It was a fad about a decade ago. When I first made blooming bread, I used a crusty loaf baked free form and we had a lot of fun eating it. It was gone so fast I had to make it again and again until my family starting hankering for something else. Right. You can have too much of a good thing.
But it’s been a decade. I asked my younger daughter, Alex, to make milk bread so I could redo the photos of another recipe. But Alex made more than enough and I figured I might as well use one loaf to make blooming bread and publish a new recipe for it.
As the title of the post says, the bread in this recipe was filled with bacon. If you’re not a fan of bacon (who isn’t?), you may substitute ham or sausage meat. Or even canned luncheon meat, in fact. If using ham, you don’t need to pan fry it. But sausage meat or canned luncheon meat you definitely need to precook until nicely browned.
How do you cut the bread? Use a serrated knife to cut the loaf. Cut into slices first then turn the bread and cut those slices into squares. Don’t cut all the way through. You want the bottom uncut; otherwise, the bread will not “bloom” during baking. I’d say cut the bread almost all the way through.
The next step is stuffing the bread. The cheese goes in first. Slices or shredded? Cheese slices are easier to insert. But I wouldn’t recommend those pre-sliced cheese slices meant to go on top of a burger. That’s too soft to handle. I prefer a block of cheese than can be cut into rather thick slices.
To prevent the bread from drying out during baking, there’s melted butter poured carefully between the bread squares. Salted or unsalted butter? That depends on the cheese you’re using. If the cheese is salty, then pair it with unsalted butter. If using a bland cheese like mozzarella, use salted butter.

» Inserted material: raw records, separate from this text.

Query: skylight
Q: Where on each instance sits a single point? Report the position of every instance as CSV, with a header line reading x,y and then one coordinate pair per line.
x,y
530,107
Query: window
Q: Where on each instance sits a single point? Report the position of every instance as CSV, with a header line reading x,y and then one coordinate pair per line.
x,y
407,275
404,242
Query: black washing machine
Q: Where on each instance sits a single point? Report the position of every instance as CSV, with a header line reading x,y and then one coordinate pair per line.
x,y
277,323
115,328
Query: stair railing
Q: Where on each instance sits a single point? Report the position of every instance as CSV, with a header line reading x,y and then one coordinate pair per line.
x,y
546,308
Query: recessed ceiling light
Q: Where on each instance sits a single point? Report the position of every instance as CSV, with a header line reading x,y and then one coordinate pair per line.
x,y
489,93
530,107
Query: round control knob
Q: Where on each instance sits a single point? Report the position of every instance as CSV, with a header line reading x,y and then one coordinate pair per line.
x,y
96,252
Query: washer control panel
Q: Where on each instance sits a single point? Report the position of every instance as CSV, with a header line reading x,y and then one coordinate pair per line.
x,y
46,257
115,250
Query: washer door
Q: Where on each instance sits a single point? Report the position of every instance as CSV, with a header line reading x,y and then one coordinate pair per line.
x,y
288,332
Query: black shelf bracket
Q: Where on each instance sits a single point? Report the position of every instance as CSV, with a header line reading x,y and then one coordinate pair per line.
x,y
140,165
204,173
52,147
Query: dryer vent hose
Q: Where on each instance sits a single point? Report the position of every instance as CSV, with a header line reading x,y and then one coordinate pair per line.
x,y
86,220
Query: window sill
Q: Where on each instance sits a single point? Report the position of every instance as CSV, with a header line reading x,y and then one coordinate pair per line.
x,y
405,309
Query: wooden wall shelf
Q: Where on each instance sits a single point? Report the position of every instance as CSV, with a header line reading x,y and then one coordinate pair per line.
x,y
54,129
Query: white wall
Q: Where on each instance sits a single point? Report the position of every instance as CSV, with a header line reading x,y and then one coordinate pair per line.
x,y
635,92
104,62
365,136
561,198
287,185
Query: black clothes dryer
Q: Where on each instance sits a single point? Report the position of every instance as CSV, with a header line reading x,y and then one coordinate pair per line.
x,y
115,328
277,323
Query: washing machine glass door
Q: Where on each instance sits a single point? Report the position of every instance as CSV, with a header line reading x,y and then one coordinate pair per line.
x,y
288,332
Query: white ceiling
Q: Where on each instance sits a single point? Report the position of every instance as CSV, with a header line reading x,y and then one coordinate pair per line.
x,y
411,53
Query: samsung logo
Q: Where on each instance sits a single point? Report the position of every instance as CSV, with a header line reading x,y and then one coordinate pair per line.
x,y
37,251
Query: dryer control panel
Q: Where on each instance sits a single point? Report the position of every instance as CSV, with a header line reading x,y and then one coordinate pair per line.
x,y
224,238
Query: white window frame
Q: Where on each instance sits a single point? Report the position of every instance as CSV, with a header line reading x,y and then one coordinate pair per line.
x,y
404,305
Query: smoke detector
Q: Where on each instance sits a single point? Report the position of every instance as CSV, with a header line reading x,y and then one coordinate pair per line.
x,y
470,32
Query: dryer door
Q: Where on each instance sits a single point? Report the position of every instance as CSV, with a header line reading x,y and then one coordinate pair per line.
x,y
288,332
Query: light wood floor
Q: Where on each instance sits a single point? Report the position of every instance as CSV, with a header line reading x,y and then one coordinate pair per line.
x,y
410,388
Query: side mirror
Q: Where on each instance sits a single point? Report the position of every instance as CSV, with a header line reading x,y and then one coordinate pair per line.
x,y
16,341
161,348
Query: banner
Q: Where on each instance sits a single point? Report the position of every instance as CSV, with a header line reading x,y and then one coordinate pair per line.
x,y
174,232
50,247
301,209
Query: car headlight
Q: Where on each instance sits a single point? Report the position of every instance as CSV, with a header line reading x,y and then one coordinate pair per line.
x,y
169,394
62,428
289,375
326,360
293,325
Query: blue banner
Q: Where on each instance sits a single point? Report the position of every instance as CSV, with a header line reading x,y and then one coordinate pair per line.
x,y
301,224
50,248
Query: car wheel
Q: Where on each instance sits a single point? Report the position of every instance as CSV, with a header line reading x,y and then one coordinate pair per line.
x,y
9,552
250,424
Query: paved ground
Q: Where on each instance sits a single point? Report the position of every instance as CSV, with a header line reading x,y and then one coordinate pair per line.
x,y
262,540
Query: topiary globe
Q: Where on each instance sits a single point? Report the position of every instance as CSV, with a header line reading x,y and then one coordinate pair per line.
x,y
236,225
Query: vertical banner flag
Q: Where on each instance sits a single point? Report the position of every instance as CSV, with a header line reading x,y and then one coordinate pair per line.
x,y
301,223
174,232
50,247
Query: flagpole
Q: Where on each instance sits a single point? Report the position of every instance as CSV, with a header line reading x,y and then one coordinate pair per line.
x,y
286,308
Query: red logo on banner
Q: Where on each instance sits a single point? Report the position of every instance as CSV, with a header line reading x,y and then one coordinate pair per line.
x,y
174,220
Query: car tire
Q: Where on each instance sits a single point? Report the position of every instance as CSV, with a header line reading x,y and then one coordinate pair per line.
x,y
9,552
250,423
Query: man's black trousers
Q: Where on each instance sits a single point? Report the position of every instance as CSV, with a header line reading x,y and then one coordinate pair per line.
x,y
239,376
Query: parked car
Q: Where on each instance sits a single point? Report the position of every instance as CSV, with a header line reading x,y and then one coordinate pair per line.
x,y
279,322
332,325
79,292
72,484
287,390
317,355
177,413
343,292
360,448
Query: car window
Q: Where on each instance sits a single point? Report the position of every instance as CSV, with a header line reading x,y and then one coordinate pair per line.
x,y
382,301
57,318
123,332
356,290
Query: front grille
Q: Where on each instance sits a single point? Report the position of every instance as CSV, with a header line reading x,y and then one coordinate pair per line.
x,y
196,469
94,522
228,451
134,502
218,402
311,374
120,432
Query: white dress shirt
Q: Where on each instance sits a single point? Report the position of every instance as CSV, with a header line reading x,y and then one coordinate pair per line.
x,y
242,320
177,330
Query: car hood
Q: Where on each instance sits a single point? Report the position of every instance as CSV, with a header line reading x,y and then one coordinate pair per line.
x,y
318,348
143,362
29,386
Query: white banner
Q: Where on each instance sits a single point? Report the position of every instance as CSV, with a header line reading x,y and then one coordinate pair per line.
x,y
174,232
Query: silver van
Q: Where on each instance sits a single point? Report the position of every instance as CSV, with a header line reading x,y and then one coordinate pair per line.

After the bread has been buttered, the crevices are filled with crispy browned bacon. The bread is covered with foil loosely and baked. What’s the foil for? And why does the bread have to covered loosely?
The objective here is to melt the cheese and, at the same time, lightly toast the bread. The foil prevents the top (and the bacon) from turning too brown. This is especially true if you want to use an air fryer rather than a regular oven. The foil covers the bread loosely so that there is no steam buildup which will make the bread soggy.
To serve my blooming bread, I sprinkled the top with grated Parmesan and sliced scallions. Then, I placed it on a plate and surrounded it with sliced lettuce.
Blooming bread with bacon and cheese
- Preheat the oven to 320F.
- Cut the bacon into thin strips and fry in an oil-free pan until browned and crisp. Drain on a stack of paper towels.
- Without going all the way through, cut the bread into thick slices then turn the bread at a 45-degree angle the bread and cut again to form squares.
- Stuff each cut with a slice of cheese.
- Drizzle melted butter into the crevices evenly.
- Fill the crevices with bacon.
- Place the stuffed bread in an oven-safe dish and cover loosely with foil.
- Bake at 320F for 10 minutes then remove the foil, turn up the heat to 350F and bake for another five minutes.
- Sprinkle crumbled Parmesan and scallion over the bread and serve immediately.